Claim-rights • Positive rights • if someone has a positive right to X, others have a (positive) duty provide X to her. • I.e.: It is wrong to fail to provide X to her. • Negative rights • if someone has a negative right to X, others have a (negative) duty not to prevent her from getting X. • I.e.: It is wrong to prevent her from getting X.
Moral Arguments • A moral argument is an argument the conclusion of which is a moral statement. • To argue the moral permissibility of an action is to form a moral argument.
4 Types of Moral Arguments • Arguments based on moral principle • Structure: Action a has feature X (e.g., killing an innocent person). Principle: It is immoral to do something with feature X. Therefore: a is immoral. • Problem: it is difficult to find a principle without exceptions.

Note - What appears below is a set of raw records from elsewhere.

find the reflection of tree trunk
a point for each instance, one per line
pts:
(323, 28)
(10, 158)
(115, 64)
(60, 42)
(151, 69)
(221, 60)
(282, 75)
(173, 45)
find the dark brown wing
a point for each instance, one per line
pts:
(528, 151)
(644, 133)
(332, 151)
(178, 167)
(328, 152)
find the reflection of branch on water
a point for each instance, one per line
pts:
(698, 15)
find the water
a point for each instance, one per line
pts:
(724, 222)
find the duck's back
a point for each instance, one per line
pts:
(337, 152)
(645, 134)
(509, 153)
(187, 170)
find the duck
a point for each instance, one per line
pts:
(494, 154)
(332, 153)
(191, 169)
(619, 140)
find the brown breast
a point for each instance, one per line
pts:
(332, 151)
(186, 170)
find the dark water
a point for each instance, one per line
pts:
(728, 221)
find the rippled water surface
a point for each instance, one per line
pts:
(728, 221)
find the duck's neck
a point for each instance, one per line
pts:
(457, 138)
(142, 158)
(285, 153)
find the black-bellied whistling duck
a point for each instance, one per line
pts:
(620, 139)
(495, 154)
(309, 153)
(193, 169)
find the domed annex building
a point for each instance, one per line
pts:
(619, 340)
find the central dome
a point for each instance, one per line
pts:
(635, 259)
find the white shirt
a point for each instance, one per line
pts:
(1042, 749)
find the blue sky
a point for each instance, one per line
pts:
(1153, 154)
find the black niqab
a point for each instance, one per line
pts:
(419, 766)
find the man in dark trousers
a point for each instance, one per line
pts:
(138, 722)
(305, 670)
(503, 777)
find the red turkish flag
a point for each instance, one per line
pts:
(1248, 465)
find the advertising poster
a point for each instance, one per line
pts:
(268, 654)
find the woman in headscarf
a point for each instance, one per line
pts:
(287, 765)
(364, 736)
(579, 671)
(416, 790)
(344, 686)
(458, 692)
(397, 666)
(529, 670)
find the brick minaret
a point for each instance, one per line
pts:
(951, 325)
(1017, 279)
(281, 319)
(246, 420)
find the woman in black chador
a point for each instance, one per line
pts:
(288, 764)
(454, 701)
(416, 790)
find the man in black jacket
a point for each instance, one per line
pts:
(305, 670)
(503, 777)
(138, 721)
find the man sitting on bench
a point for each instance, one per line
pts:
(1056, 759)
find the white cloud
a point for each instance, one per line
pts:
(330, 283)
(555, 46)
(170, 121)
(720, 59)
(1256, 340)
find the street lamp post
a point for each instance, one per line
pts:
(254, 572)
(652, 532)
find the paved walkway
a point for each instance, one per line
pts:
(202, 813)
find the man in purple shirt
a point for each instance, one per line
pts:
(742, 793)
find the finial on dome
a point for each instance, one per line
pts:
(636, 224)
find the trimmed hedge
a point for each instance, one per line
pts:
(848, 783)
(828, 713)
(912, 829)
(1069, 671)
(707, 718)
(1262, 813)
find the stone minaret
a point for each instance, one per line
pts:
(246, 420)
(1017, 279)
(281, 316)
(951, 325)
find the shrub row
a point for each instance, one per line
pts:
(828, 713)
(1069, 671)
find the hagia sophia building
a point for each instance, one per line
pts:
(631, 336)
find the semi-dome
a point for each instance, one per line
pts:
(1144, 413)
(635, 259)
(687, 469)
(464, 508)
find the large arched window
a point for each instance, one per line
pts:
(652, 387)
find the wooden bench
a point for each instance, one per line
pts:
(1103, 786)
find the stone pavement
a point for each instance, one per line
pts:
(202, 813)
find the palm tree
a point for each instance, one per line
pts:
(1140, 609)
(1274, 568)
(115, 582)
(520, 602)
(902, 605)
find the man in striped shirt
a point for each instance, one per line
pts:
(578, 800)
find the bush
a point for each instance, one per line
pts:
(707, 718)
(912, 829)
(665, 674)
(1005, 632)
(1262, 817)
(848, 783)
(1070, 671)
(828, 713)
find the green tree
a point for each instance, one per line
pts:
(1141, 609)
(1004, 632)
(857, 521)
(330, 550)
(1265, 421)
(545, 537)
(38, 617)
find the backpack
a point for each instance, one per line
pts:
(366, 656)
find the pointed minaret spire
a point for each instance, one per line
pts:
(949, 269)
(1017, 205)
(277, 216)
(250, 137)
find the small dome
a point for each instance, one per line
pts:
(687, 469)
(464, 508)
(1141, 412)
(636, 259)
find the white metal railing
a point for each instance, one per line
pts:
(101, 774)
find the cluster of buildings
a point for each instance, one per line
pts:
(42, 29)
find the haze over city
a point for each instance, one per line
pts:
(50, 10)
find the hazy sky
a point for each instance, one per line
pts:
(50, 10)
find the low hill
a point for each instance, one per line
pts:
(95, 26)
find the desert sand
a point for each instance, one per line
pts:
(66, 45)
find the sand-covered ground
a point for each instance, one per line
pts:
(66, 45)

2. Arguments based on good-and-evil caculus. • Actions resulting in more evil than good are wrong. • However, some actions resulting in more good than evil are still judged to be morally impermissible. • E.g.: Killing a person in order to use his organs to save 5 people is wrong.
3. Arguments based on rights • E.g.: Same-sex marriage should be recognized because (1) its recognition does not violate anyone’s rights and (2) homosexuals should have the same rights as heterosexuals.
4. Arguments from analogy • We will discuss this in the next topic.